Registration-driven histology-directed IMS of individual infected hepatocytes in liver-stage malarial model

Fourteen individual plasmodia were imaged with relatively high spatial resolution IMS (20 μm). The data resulted in 812 IMS pixels and a run time of less than 2 minutes. For comparison, acquiring the entire tissue section at 20 μm would require ~82,000 pixels and an hour on the same instrument, and considerably longer on a slower MALDI instrument. Quantitatively, histology-directed IMS enabled an 82-fold reduction in acquired pixels versus non-targeted IMS for same information about these specific ROIs. Figure 4 presents all 16 IMS ROIs in the studied tissue section. The annotated serial section H&E is shown paneled with the post-acquisition H&E alongside the ion image for m/z 836.5, putatively identified through mass search of the LIPID MAPS database as a Phosphoserine phospholipid with a fatty acid tails totaling 40 carbons with 5 unsaturations (PS(40:5)).
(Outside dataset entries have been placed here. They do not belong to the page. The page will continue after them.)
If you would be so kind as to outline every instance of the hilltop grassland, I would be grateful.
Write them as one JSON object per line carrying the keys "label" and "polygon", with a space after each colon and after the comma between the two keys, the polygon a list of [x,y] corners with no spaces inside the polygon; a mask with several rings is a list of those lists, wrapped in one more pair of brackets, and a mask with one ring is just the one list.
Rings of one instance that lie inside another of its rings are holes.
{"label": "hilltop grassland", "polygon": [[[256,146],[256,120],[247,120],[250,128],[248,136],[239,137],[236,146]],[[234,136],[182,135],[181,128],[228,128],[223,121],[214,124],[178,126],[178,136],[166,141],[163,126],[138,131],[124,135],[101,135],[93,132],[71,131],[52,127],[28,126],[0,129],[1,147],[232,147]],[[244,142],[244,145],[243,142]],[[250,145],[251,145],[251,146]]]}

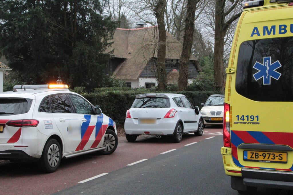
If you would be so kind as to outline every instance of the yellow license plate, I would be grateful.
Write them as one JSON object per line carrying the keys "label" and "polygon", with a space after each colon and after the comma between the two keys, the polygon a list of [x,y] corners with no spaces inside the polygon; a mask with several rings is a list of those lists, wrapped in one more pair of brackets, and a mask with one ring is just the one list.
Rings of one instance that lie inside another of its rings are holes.
{"label": "yellow license plate", "polygon": [[243,160],[264,163],[287,163],[287,153],[245,150],[243,151]]}
{"label": "yellow license plate", "polygon": [[141,119],[140,124],[153,124],[156,123],[156,119]]}
{"label": "yellow license plate", "polygon": [[210,121],[222,121],[222,118],[210,118]]}

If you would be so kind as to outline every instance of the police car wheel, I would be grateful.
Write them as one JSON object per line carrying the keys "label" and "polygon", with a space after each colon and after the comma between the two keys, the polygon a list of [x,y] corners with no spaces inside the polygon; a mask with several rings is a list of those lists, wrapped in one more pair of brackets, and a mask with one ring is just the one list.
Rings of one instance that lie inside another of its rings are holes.
{"label": "police car wheel", "polygon": [[179,143],[182,139],[183,129],[181,124],[178,123],[175,128],[175,132],[173,135],[173,140],[175,143]]}
{"label": "police car wheel", "polygon": [[103,147],[106,149],[98,152],[98,154],[103,155],[110,154],[113,153],[118,144],[118,137],[113,130],[108,129],[106,131],[104,139]]}
{"label": "police car wheel", "polygon": [[48,140],[38,162],[41,170],[46,173],[55,171],[60,164],[62,156],[61,147],[58,141],[53,139]]}
{"label": "police car wheel", "polygon": [[201,136],[203,133],[204,128],[203,121],[202,119],[200,120],[198,122],[198,127],[197,128],[197,131],[194,132],[194,135],[195,136]]}
{"label": "police car wheel", "polygon": [[136,140],[136,138],[137,137],[137,135],[130,135],[128,134],[125,135],[125,137],[126,137],[126,140],[130,142],[134,142]]}

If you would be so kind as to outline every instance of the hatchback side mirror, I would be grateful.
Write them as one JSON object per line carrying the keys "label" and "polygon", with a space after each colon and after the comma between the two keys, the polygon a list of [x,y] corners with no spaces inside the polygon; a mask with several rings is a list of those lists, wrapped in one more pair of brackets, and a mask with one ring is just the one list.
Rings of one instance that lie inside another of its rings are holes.
{"label": "hatchback side mirror", "polygon": [[200,109],[198,108],[198,106],[196,106],[194,108],[194,111],[195,112],[195,114],[196,114],[197,115],[199,114],[200,114]]}
{"label": "hatchback side mirror", "polygon": [[99,114],[102,113],[102,109],[100,108],[96,107],[95,108],[96,110],[96,114]]}

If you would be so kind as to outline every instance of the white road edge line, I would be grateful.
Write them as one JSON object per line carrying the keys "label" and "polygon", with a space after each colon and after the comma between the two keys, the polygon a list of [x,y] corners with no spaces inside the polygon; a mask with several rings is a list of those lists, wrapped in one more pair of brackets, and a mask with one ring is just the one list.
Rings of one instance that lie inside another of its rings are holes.
{"label": "white road edge line", "polygon": [[130,164],[128,164],[126,165],[126,166],[131,166],[132,165],[133,165],[137,164],[137,163],[141,163],[143,161],[146,161],[147,159],[143,159],[142,160],[141,160],[140,161],[137,161],[136,162],[135,162],[134,163],[130,163]]}
{"label": "white road edge line", "polygon": [[165,154],[166,153],[168,153],[168,152],[171,152],[172,151],[174,151],[174,150],[176,150],[176,149],[172,149],[171,150],[168,150],[168,151],[166,151],[165,152],[162,152],[161,154]]}
{"label": "white road edge line", "polygon": [[101,174],[100,174],[100,175],[96,175],[96,176],[94,176],[92,177],[91,177],[90,178],[89,178],[88,179],[87,179],[86,180],[83,180],[82,181],[79,182],[78,183],[84,183],[85,182],[88,182],[89,181],[90,181],[92,180],[93,180],[94,179],[96,179],[96,178],[98,178],[98,177],[102,177],[105,175],[107,175],[108,173],[102,173]]}
{"label": "white road edge line", "polygon": [[185,145],[185,146],[189,146],[189,145],[191,145],[192,144],[196,144],[197,142],[193,142],[192,143],[191,143],[190,144],[186,144],[186,145]]}

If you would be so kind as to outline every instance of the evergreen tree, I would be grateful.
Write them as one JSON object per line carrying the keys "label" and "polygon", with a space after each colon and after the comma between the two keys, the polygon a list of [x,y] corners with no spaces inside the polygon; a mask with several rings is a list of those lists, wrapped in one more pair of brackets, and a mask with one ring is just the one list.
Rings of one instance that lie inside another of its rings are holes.
{"label": "evergreen tree", "polygon": [[18,79],[100,86],[116,22],[102,0],[1,0],[0,52]]}

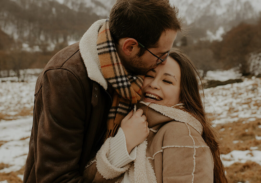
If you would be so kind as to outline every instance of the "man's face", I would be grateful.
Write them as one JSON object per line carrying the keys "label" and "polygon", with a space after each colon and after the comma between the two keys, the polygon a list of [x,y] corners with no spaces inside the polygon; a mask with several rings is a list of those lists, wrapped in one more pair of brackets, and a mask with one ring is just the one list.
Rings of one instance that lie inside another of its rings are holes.
{"label": "man's face", "polygon": [[[163,32],[159,38],[157,46],[148,49],[159,57],[169,51],[172,47],[174,40],[177,37],[177,32],[168,30]],[[141,43],[143,44],[142,43]],[[124,65],[128,71],[135,74],[145,75],[150,69],[157,66],[157,58],[146,50],[140,57],[137,55],[127,59]],[[167,60],[163,62],[166,63]]]}

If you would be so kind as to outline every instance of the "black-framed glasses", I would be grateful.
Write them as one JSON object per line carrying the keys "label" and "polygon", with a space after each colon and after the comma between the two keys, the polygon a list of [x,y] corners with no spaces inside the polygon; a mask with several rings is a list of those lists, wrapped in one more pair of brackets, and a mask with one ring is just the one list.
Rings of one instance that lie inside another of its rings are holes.
{"label": "black-framed glasses", "polygon": [[167,58],[168,58],[168,57],[169,56],[169,51],[167,53],[161,55],[160,57],[159,57],[158,56],[154,54],[152,52],[145,48],[145,46],[141,44],[140,43],[139,43],[138,41],[137,41],[137,42],[138,42],[138,43],[139,43],[139,44],[141,46],[141,47],[146,49],[146,50],[150,53],[152,55],[155,56],[155,57],[156,57],[158,58],[158,59],[157,59],[157,65],[158,65],[163,62],[164,62],[165,61],[165,60],[166,60],[166,59],[167,59]]}

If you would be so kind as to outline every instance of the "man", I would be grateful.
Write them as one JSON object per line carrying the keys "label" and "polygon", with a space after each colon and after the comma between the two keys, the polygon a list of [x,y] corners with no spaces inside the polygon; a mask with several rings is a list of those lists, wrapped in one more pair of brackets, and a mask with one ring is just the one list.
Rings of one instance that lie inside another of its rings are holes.
{"label": "man", "polygon": [[[167,61],[180,30],[177,13],[167,0],[118,0],[109,19],[51,59],[36,83],[24,182],[84,181],[87,163],[141,99],[143,77],[136,75]],[[146,122],[122,133],[130,156],[138,144],[130,132],[146,133]]]}

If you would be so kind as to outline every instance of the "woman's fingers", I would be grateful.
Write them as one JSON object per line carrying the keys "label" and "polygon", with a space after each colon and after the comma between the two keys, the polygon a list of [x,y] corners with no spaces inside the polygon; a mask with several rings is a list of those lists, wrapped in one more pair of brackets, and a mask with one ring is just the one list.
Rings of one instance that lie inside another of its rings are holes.
{"label": "woman's fingers", "polygon": [[136,111],[136,112],[135,113],[134,115],[136,116],[141,116],[142,114],[143,113],[143,111],[141,109],[139,109]]}
{"label": "woman's fingers", "polygon": [[132,117],[132,116],[133,115],[133,110],[132,110],[127,115],[127,116],[124,117],[124,118],[122,119],[122,121],[126,121],[127,120],[129,120],[130,118]]}

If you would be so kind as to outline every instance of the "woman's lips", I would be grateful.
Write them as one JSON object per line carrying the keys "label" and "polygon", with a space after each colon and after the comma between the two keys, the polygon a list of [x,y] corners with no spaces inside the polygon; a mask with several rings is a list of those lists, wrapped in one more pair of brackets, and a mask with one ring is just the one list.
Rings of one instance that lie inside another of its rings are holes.
{"label": "woman's lips", "polygon": [[156,94],[149,92],[145,92],[143,94],[144,99],[149,101],[160,101],[162,98]]}

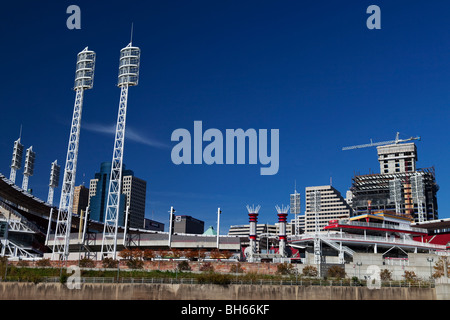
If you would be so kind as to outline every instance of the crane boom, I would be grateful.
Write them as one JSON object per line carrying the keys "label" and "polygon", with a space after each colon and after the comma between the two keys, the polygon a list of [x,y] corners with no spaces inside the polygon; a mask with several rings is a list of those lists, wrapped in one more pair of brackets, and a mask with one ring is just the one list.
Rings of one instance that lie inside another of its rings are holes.
{"label": "crane boom", "polygon": [[360,144],[360,145],[350,146],[350,147],[344,147],[344,148],[342,148],[342,150],[345,151],[345,150],[354,150],[354,149],[362,149],[362,148],[368,148],[368,147],[383,146],[383,145],[387,145],[387,144],[398,144],[401,142],[407,142],[407,141],[412,141],[412,140],[420,140],[420,137],[410,137],[408,139],[399,139],[399,132],[397,132],[395,140],[374,143],[374,142],[372,142],[372,139],[371,139],[370,143]]}

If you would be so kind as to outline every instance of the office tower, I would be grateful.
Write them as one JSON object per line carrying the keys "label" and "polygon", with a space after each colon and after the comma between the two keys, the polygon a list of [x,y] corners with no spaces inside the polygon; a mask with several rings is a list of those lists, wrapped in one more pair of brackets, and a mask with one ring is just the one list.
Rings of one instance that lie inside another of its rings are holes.
{"label": "office tower", "polygon": [[[320,194],[320,197],[314,201],[314,195],[317,193]],[[330,220],[349,218],[352,212],[340,192],[332,186],[306,187],[305,202],[306,233],[314,233],[316,224],[321,231]]]}
{"label": "office tower", "polygon": [[[111,162],[103,162],[100,172],[90,181],[90,219],[104,222],[108,198]],[[119,226],[125,226],[125,210],[129,206],[128,227],[143,228],[145,216],[145,194],[147,183],[134,176],[132,170],[122,170],[122,190],[119,210]]]}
Figure 4 shows a false positive annotation in ROIs 1, 12 and 15 where a malarial plasmodium was not present as revealed by both IMS signal and the post-acquisition H&E staining. The black arrows on Figure 4 indicate the infected hepatocyte that was annotated but absent in the target section. The red arrows point to other morphology that is persistent across the serial sections and demonstrates conclusively that the false positive is not due to poor registration. These false positives highlight an unavoidable problem in the registration approach that is the loss of a given substructure from one serial section to the next. However, even in this case where infected mouse hepatocytes are generally only 1.5 to 4 times larger than the inter-section distance, only 3 such misses were counted among the annotations.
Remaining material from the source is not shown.